How large is the drug delivery devices market in 2026?

The drug delivery devices market size is USD 237.94 billion in 2026 and is forecast to grow at a 7.13% CAGR to USD 335.71 billion by 2031.

Which device category is growing fastest?

Smart and connected platforms, including automated insulin pumps and Bluetooth-enabled injectors, are advancing at an 11.36% CAGR between 2026 and 2031.

Why are polymer syringes gaining attention?

Polymer formats reduce delamination risk, lower transport emissions by 30%, and meet new European sustainability mandates, making them attractive alternatives to glass.

What is driving Asia-Pacific growth?

Government incentives for domestic biologics manufacturing, rapid chronic-disease expansion, and rising adoption of self-administration devices push Asia-Pacific toward a 9.73% CAGR through 2031.

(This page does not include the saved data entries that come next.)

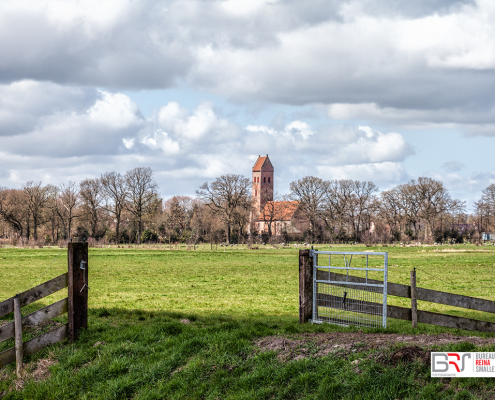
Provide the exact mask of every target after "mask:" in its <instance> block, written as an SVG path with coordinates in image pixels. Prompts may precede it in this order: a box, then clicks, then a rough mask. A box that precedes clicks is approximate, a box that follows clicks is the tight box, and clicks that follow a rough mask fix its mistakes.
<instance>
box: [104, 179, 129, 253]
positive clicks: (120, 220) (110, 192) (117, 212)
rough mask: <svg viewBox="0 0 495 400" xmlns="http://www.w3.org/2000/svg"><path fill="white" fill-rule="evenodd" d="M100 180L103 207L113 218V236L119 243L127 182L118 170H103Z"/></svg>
mask: <svg viewBox="0 0 495 400" xmlns="http://www.w3.org/2000/svg"><path fill="white" fill-rule="evenodd" d="M100 181H101V185H102V188H103V193H104V196H105V204H104V205H103V209H104V210H105V211H107V212H109V213H110V214H111V215H113V217H114V218H115V223H116V227H115V236H116V238H117V243H120V223H121V219H122V212H123V211H124V208H125V203H126V198H127V183H126V180H125V178H124V177H123V176H122V175H121V174H120V173H118V172H105V173H104V174H103V175H102V176H101V178H100Z"/></svg>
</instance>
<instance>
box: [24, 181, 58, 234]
mask: <svg viewBox="0 0 495 400" xmlns="http://www.w3.org/2000/svg"><path fill="white" fill-rule="evenodd" d="M23 189H24V191H25V192H26V194H27V204H28V210H29V213H30V214H31V218H32V221H33V238H34V240H38V227H39V226H40V225H42V224H44V222H45V217H46V211H47V208H48V207H47V206H48V204H49V201H50V199H51V198H52V197H53V196H54V194H55V192H56V189H55V188H54V186H51V185H46V186H43V185H42V182H33V181H29V182H27V183H26V184H25V185H24V186H23Z"/></svg>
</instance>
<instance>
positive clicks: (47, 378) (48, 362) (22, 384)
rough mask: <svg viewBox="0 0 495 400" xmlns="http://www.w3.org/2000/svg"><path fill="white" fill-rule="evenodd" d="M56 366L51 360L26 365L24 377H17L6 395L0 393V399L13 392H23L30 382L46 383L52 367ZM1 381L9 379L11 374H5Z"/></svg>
mask: <svg viewBox="0 0 495 400" xmlns="http://www.w3.org/2000/svg"><path fill="white" fill-rule="evenodd" d="M55 364H56V361H54V360H51V359H41V360H37V361H33V362H31V363H29V364H25V365H24V371H23V372H22V375H21V376H20V377H15V378H14V379H13V380H12V384H11V385H10V388H9V389H8V390H7V392H6V393H1V392H0V397H2V395H4V394H7V393H9V392H11V391H13V390H22V389H23V388H24V385H25V384H26V383H27V382H28V381H34V382H40V381H44V380H45V379H48V378H49V377H50V367H51V366H52V365H55ZM11 374H14V375H15V372H12V373H11ZM0 379H1V380H3V379H9V374H4V375H3V376H0Z"/></svg>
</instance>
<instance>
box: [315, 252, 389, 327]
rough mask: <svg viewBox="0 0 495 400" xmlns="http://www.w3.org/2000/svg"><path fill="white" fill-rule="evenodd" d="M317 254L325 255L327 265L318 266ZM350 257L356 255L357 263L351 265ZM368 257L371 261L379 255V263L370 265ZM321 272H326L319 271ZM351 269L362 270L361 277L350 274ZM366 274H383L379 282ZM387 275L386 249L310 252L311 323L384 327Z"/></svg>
mask: <svg viewBox="0 0 495 400" xmlns="http://www.w3.org/2000/svg"><path fill="white" fill-rule="evenodd" d="M319 256H322V259H321V261H323V260H324V257H325V256H328V265H319V263H318V257H319ZM353 256H357V258H358V262H357V266H352V265H351V264H352V258H353ZM370 256H371V257H373V258H372V260H374V261H376V258H375V257H383V258H382V259H383V264H382V265H381V266H380V265H379V266H370V263H369V261H370V260H369V257H370ZM341 257H343V258H341ZM362 259H364V260H362ZM363 261H364V262H365V265H363ZM342 262H343V266H341V265H342ZM318 271H320V273H319V272H318ZM323 271H327V272H328V275H327V273H323V274H322V273H321V272H323ZM352 272H357V273H358V275H359V273H361V274H364V273H365V277H363V278H359V277H354V276H352ZM349 273H350V274H351V276H350V275H349ZM369 273H371V274H376V273H378V274H380V275H381V274H383V278H382V279H381V280H382V282H381V283H380V282H376V281H374V280H372V279H370V280H369V281H368V275H369ZM387 275H388V253H386V252H380V253H373V255H371V254H369V253H367V252H334V251H329V252H327V251H313V322H315V323H321V322H328V323H334V324H339V325H347V326H348V325H355V326H363V327H371V328H378V327H386V326H387ZM356 279H357V280H356Z"/></svg>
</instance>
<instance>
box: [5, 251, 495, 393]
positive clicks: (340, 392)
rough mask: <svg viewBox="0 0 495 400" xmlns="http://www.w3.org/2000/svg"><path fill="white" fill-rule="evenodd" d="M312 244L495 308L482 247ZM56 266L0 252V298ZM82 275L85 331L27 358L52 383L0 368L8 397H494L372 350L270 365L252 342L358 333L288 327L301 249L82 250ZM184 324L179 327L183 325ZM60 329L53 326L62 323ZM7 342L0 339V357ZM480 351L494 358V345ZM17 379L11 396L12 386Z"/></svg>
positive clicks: (468, 381)
mask: <svg viewBox="0 0 495 400" xmlns="http://www.w3.org/2000/svg"><path fill="white" fill-rule="evenodd" d="M317 247H318V249H319V250H335V251H339V250H346V251H363V250H375V251H388V252H389V281H390V282H397V283H403V284H408V283H409V276H410V271H411V269H412V268H413V267H415V268H417V277H418V286H420V287H425V288H429V289H434V290H441V291H446V292H451V293H457V294H463V295H468V296H473V297H481V298H485V299H490V300H495V290H494V289H495V274H494V273H493V270H494V268H495V251H494V247H492V246H481V247H478V246H471V245H458V246H424V247H421V246H420V247H386V248H364V247H360V246H341V247H336V246H333V247H332V248H329V247H328V246H324V245H318V246H317ZM48 267H49V268H48ZM47 268H48V270H47V271H46V272H45V273H44V275H43V276H41V277H39V275H40V274H42V273H43V272H44V271H45V270H46V269H47ZM66 271H67V251H66V249H59V248H55V247H52V248H50V247H45V248H43V249H17V248H2V249H0V301H1V300H3V299H5V298H8V297H11V296H13V295H14V294H15V293H17V292H20V291H23V290H26V289H27V288H29V287H32V286H35V285H36V284H39V283H41V282H44V281H46V280H48V279H50V278H53V277H55V276H57V275H59V274H62V273H64V272H66ZM89 280H90V281H89V286H90V288H91V290H90V293H89V307H90V316H89V329H88V331H86V332H85V333H84V335H83V336H82V337H81V338H80V340H78V341H77V342H76V343H73V344H69V343H67V342H65V343H62V344H57V345H55V346H51V347H50V348H47V349H46V350H43V351H41V352H40V353H38V354H36V355H34V356H31V357H29V358H28V359H27V360H26V361H27V362H28V370H29V368H31V369H32V370H35V368H36V366H37V365H38V364H37V363H39V360H51V363H54V365H53V366H51V367H50V369H49V372H50V376H49V377H46V378H45V379H43V380H40V381H39V382H35V380H36V378H35V376H34V375H33V374H32V375H29V374H28V375H26V378H25V379H23V380H21V381H19V380H18V379H16V378H15V376H14V374H13V366H8V367H6V368H4V369H2V370H0V393H3V394H4V395H5V397H6V398H13V399H17V398H39V399H46V398H53V399H62V398H71V399H72V398H81V399H86V398H87V399H90V398H91V399H92V398H102V399H120V398H133V399H154V398H156V399H159V398H177V399H179V398H208V399H209V398H211V399H215V398H219V399H224V398H246V399H248V398H263V399H265V398H266V399H271V398H363V399H364V398H370V399H375V398H391V399H395V398H453V397H456V396H457V398H490V397H489V396H493V395H494V392H493V384H491V383H490V380H488V379H474V378H473V379H464V380H455V379H431V378H430V377H429V366H426V365H422V364H419V363H417V362H415V363H405V364H403V365H402V364H401V365H399V366H397V367H394V368H391V367H390V366H387V365H382V364H380V363H378V362H375V361H373V360H372V359H368V358H366V354H368V352H369V351H368V350H367V349H362V351H361V350H359V347H358V348H357V349H355V351H354V352H353V353H352V354H350V355H347V356H346V357H342V355H341V356H338V355H335V354H333V355H332V354H329V355H327V356H325V357H306V358H303V359H300V360H296V361H290V362H285V361H283V360H280V358H279V357H277V354H276V353H275V352H262V351H260V350H259V349H258V348H257V347H256V345H255V342H256V340H257V339H258V338H260V337H266V336H271V335H284V336H287V337H297V336H298V335H299V336H300V335H307V334H310V333H318V332H320V333H322V332H343V333H344V332H349V331H353V330H354V331H355V330H356V328H352V327H351V328H343V327H336V326H332V325H310V324H308V325H299V324H298V323H297V321H298V249H295V248H293V247H291V248H277V249H275V248H273V247H272V246H259V248H258V249H256V250H250V249H247V248H246V247H245V246H244V247H243V246H236V247H228V248H224V247H218V248H217V249H213V250H211V249H210V246H209V245H207V246H206V245H205V246H199V247H197V248H196V250H187V247H186V246H184V247H182V248H179V249H177V250H176V249H173V250H169V249H168V247H167V246H147V245H144V246H141V247H134V246H133V247H128V246H125V247H119V248H117V247H115V246H112V247H108V248H91V249H90V253H89ZM62 297H65V295H64V293H63V291H61V292H59V293H57V294H54V295H52V296H50V297H48V298H46V299H43V301H40V302H37V303H34V304H33V305H31V306H28V307H26V308H25V309H23V314H27V313H29V312H32V311H33V310H34V309H37V308H41V307H42V306H44V305H47V304H50V303H52V302H53V301H54V300H57V299H60V298H62ZM389 304H393V305H401V306H405V307H407V306H410V302H409V300H407V299H400V298H394V297H389ZM418 308H419V309H423V310H429V311H435V312H442V313H448V314H452V315H458V316H464V317H469V318H476V319H483V320H486V321H491V322H495V315H493V314H488V313H481V312H476V311H471V310H464V309H458V308H456V307H449V306H442V305H437V304H430V303H425V302H419V304H418ZM10 318H12V316H6V317H4V318H3V320H4V321H5V320H8V319H10ZM184 319H187V320H188V321H189V322H190V323H186V324H184V323H183V322H184V321H183V322H181V320H184ZM58 321H59V322H63V317H61V318H59V319H58ZM0 322H1V320H0ZM364 331H365V332H377V331H378V332H382V333H407V334H420V333H427V334H438V333H447V332H450V333H453V334H454V335H458V336H466V337H468V336H473V335H474V333H473V332H467V331H459V330H452V329H447V328H441V327H435V326H430V325H424V324H419V326H418V328H417V329H415V330H413V329H412V328H411V327H410V323H408V322H405V321H394V320H389V323H388V327H387V329H386V330H374V331H371V330H364ZM477 335H479V336H482V337H493V336H495V335H490V334H477ZM26 338H29V333H27V334H26ZM10 345H12V343H11V342H10V343H9V342H7V343H4V344H2V345H0V346H1V347H0V351H2V350H4V349H5V348H6V347H7V346H10ZM449 346H450V347H449ZM456 346H457V347H456ZM459 346H460V347H459ZM440 348H445V349H450V350H455V349H457V350H458V351H471V350H474V349H475V348H476V347H474V346H473V345H472V344H469V343H461V344H460V345H459V344H457V345H444V347H441V346H440ZM486 349H488V350H491V351H495V347H493V346H492V347H490V346H489V347H487V348H486ZM391 350H393V349H391ZM315 351H316V350H315ZM356 359H366V360H368V361H366V362H364V363H361V364H360V365H362V366H361V367H360V368H361V370H360V373H359V374H357V373H356V372H355V368H353V364H351V363H352V361H355V360H356ZM29 365H31V367H29ZM28 372H29V371H28ZM16 385H17V388H18V389H19V390H13V388H15V387H16ZM487 396H488V397H487Z"/></svg>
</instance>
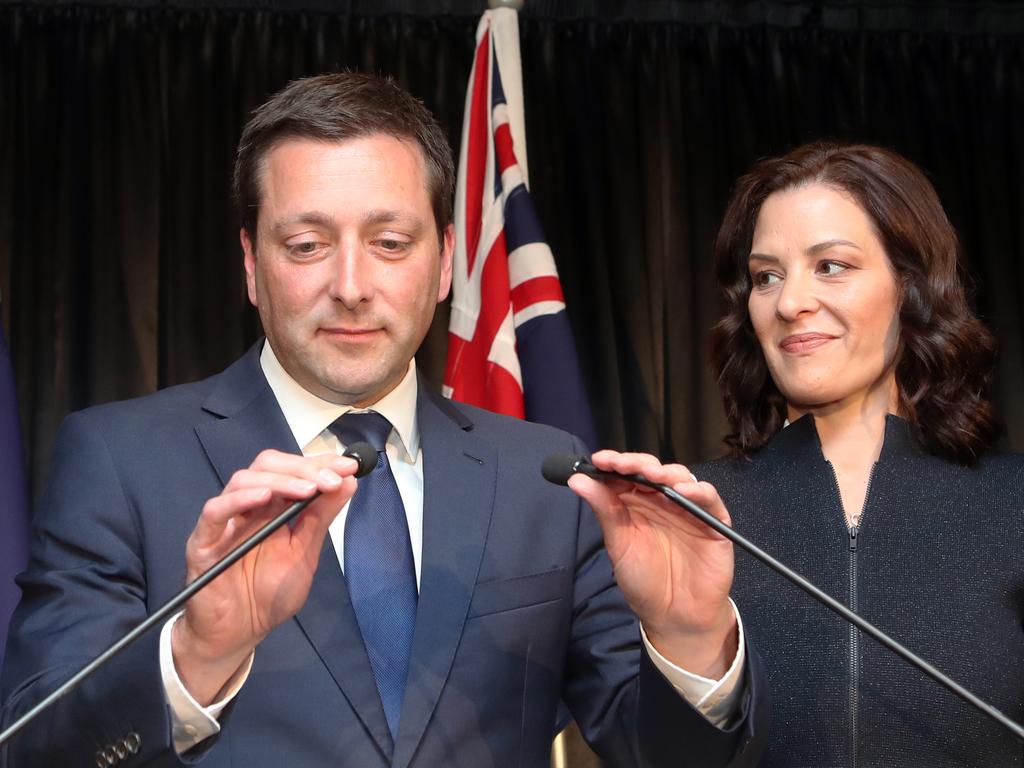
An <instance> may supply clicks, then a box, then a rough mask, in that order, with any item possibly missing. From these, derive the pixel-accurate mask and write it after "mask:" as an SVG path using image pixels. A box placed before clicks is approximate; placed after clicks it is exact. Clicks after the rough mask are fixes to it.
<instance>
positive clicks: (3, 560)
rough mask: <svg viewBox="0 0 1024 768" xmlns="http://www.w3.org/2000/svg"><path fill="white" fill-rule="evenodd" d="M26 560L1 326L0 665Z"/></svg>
mask: <svg viewBox="0 0 1024 768" xmlns="http://www.w3.org/2000/svg"><path fill="white" fill-rule="evenodd" d="M28 559H29V494H28V487H27V485H26V481H25V454H24V453H23V452H22V431H20V428H19V426H18V418H17V397H16V396H15V391H14V372H13V370H12V369H11V365H10V352H9V351H8V350H7V342H6V341H5V340H4V336H3V328H2V327H0V664H2V663H3V651H4V647H5V645H6V642H7V623H8V622H9V621H10V614H11V613H12V612H13V610H14V606H15V605H17V601H18V599H19V598H20V596H22V592H20V590H19V589H18V588H17V585H15V584H14V577H15V575H17V574H18V573H19V572H20V571H22V570H24V569H25V564H26V563H27V562H28Z"/></svg>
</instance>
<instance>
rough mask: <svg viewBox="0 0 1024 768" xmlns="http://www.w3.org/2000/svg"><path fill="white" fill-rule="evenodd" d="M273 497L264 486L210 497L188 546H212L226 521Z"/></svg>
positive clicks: (193, 531)
mask: <svg viewBox="0 0 1024 768" xmlns="http://www.w3.org/2000/svg"><path fill="white" fill-rule="evenodd" d="M272 499H273V494H272V493H271V490H270V489H269V488H268V487H266V486H256V487H246V488H240V489H238V490H230V492H225V493H222V494H221V495H220V496H217V497H214V498H213V499H210V500H209V501H208V502H207V503H206V504H205V505H204V506H203V511H202V512H201V513H200V516H199V520H197V522H196V527H195V528H193V532H191V535H190V536H189V537H188V547H189V548H193V547H198V548H203V549H205V548H207V547H212V546H214V545H215V544H216V543H217V542H219V541H220V539H221V538H222V537H223V536H224V531H225V528H226V526H227V523H228V522H229V521H230V520H231V519H232V518H234V517H236V516H238V515H243V514H246V513H248V512H252V511H253V510H257V509H263V508H265V507H266V506H267V505H268V504H269V503H270V501H271V500H272Z"/></svg>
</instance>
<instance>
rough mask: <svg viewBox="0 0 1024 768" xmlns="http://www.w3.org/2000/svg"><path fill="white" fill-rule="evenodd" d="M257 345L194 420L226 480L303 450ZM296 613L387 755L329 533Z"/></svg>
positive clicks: (205, 445)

How are cyber-security risks being managed?

FDA guidance now requires encryption, software bills of materials, and vulnerability disclosure processes, while hospitals segment networks and suppliers issue over-the-air patches to maintain safety.

Which therapeutic area shows the fastest device demand?

Diabetes leads with a 9.04% CAGR as continuous glucose monitors integrate with automated insulin delivery systems, improving glycemic control and patient convenience.